Violence à la CSRS : le personnel réclame des gestes concrets

Une centaine de déclarations d’incidents violents ont été déposées depuis les Fêtes au Syndicat du personnel technique et administratif (SPTA) de la CSRS, selon la présidente par intérim, Nathalie Goulet. De passage à Sherbrooke, le président de la Fédération du personnel de soutien scolaire (FPSS-CSQ), Éric Pronovost, a demandé au gouvernement Legault de poser des gestes concrets afin d’améliorer le sort de ses membres, entre autres pour diminuer la violence subie dans leur milieu de travail.

La Fédération, qui mène une tournée nationale, souhaite aussi que des mesures soient prises pour diminuer la précarité et augmenter la rétention du personnel.

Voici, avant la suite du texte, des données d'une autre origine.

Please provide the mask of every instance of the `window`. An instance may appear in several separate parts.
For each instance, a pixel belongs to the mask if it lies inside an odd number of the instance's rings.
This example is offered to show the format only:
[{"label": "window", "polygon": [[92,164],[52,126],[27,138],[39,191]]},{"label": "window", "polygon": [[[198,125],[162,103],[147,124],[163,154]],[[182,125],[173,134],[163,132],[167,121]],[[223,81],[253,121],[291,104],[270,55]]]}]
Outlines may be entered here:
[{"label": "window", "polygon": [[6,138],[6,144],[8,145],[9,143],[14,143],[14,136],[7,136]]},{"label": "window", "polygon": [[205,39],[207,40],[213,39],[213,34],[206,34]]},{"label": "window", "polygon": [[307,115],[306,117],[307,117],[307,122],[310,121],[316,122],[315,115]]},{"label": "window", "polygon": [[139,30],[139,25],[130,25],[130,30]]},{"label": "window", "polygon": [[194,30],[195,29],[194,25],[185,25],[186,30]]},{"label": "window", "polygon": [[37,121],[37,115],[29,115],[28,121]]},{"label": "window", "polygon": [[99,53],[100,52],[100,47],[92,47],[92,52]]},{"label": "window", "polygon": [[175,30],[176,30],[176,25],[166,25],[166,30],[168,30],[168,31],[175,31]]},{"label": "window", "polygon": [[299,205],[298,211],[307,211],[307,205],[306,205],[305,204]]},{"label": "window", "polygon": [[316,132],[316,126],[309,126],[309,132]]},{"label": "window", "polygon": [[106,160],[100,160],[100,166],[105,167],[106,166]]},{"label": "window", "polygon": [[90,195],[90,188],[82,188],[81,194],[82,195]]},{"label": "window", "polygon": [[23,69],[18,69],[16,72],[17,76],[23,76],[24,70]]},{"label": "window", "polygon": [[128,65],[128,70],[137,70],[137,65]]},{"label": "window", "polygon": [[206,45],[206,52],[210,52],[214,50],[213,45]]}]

À l’instar du Syndicat de l’enseignement de l’Estrie (SEE), le SPTA fait partie des instances syndicales présentes au sein d’un comité à la CSRS qui aborde les questions de violence. Rappelons que le SEE avait réclamé la mise sur pied d’un tel comité avant les Fêtes. Les travaux ont récemment commencé. Le SPTA réclame notamment des balises claires pour encadrer le travail du personnel qui travaille auprès des élèves qui peuvent être violents. Le SPTA regroupe entre autres les éducateurs spécialisés, les préposés aux élèves handicapés, etc. Le SPTA représente environ 1900 membres.

La Commission scolaire de la Région-de-Sherbrooke (CSRS) n’a pas voulu accorder d’entrevue sur le sujet. « Nous prenons la situation au sérieux, et tel qu’annoncé il y a peu de temps, un comité de travail est formé et s’est déjà rencontré », a indiqué l’organisation.

Balayé sous le tapis

Un sondage mené dans la province par la Fédération avait révélé que près de trois répondants sur quatre (72 %) ont subi de la violence au cours de l’année scolaire 2017-2018. Le coup de sonde montrait que « le personnel de soutien qui côtoie plus directement les élèves semble plus à risque de subir de la violence ».

Éric Pronovost s’est désolé du fait que le gouvernement caquiste a beaucoup parlé de l’ajout de récréations et du déploiement des maternelles 4 ans, balayant sous le tapis des enjeux comme la violence en milieu scolaire.

« L’inertie du gouvernement en lien avec ces différentes problématiques nous force à croire qu’il n’y a pas de jours meilleurs qui s’en viennent », a commenté M. Pronovost.

Quelques heures

Selon Mme Goulet, l’un des aspects qui nuisent à l’attraction et la rétention des employés est le nombre d’heures de travail offert aux employés. Pour certaines catégories d’emploi comme les éducatrices en service de garde, il n’est pas rare de cumuler que quelques heures de travail par semaine, soutient Mme Goulet, en soulignant que l’employeur ne peut garantir d’heures.

Président du Syndicat des employées et des employés manuels du soutien scolaire de Sherbrooke (SEM-CSQ), Serge Tremblay a aussi fait valoir que la rétention était problématique du côté de ses membres, des concierges et des ouvriers. « Il y a eu beaucoup d’agrandissements et d’aménagements d’école : ça prend des gens pour les entretenir », a-t-il fait valoir.